Narn would also have brawn 3 and a lower presence

That is just the major 4 races. Forget about what ever race Voss was even being anything close to balanced.

SEApocalypse, on 03 Jun 2016 - 12:09 AM, said: snapback.png

eldath, on 02 Jun 2016 - 10:30 AM, said: snapback.png

Perhaps I haven't explained myself properly. I don't actually mind anyone making a high-stat character. My issue is when a species is only chosen because of its best stat. I would prefer if the race was chosen because it fitted into the character concept. To me, species is which prosthetics you are wearing.

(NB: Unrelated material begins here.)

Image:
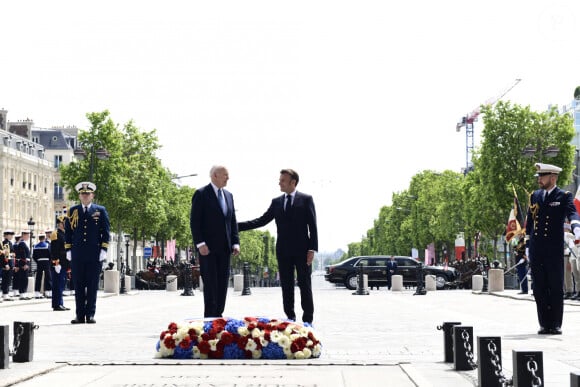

Perhaps I was not clear enough. A player who picks a species for his threes is not doing it right from a min/maxing point of view as those stats are already paid by the starting xp. You can take a species without those threes and just min/max even better based on the racial abilities. And I will not deny that people will still pick species for its characteristic stats lines, but in general this usually a poor choice from a powergaming AND roleplaying perspective.

Sticking with the Brawn option; starting with a Wookiee with brawn 3 it would cost the player 90xp to start with Brawn 5, if the same player chose a human it would cost him 120xp to achieve the same effect. While I can appreciate that players want to make the best character that they can and those extra 30xp (assuming that they can manage to start with 120xp) will make a huge difference allowing for talents and/or skills, if the only reason that the species was chosen was for that reason that doesn't work for me.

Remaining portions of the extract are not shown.